Reactie van de commissie
De commissie constateert een geheel verschillende boven- en onderwereld, die op zich helder lijken te zijn georganiseerd en vormgegeven, maar juist de plaatsen waar deze twee werelden elkaar ontmoeten, roepen vragen op zowel ruimtelijk als in materialisatie. Daarnaast wordt gevraagd de bovenwereld nog te presenteren in een realistisch omgevingsbeeld: de omgeving is hier kleurrijk, de inrichting contrastrijk, hoe verhoudt dat zich tot elkaar? Ook is er de vraag hoe het plein aansluit op de gebouwen. Ten aanzien van de bomen valt op dat er kleine boomspiegels zijn ingetekend: op dek als in de grond moeten dezelfde groeikansen geambieerd worden. Wat betreft de fietsenstalling is er zorg over de sociale veiligheid, ook gevoelsmatig.

Conclusie
De commissie heeft een aantal wezenlijke vragen over de voorstellen en hoopt in een nadere sessie hier antwoord op te krijgen.

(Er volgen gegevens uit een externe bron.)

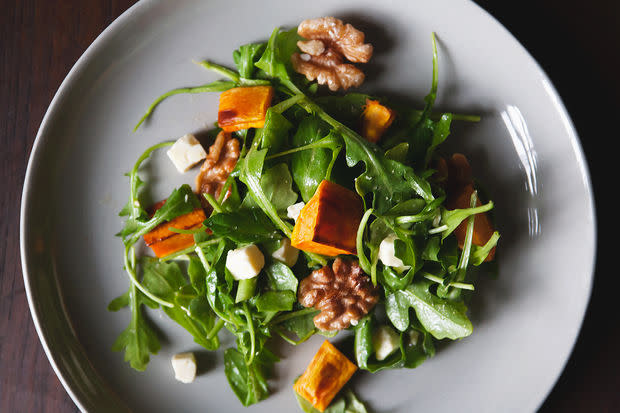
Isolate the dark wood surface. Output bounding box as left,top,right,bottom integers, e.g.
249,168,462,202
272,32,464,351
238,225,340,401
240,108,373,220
0,0,620,412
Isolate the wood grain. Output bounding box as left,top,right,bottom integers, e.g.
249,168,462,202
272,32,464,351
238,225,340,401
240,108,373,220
0,0,620,412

De commissie vraagt zich af of het gekozen contrast in een contrastrijke omgeving een langdurig gewaardeerd beeld oplevert. Ten aanzien van de bomen wordt de gelijke groeikans betwijfeld. Als belangrijke voorwaarde voor het slagen van de tunnel in de fietsenstalling geldt de sociale veiligheid: is dit voldoende op alle details doordacht? De overgang van binnen naar buiten en de aansluitingen van ‘gebouwd’ op de openbare ruimte zijn nog te onduidelijk om er een uitspraak over te kunnen doen. De commissie ziet een uitgewerkt voorstel tegemoet.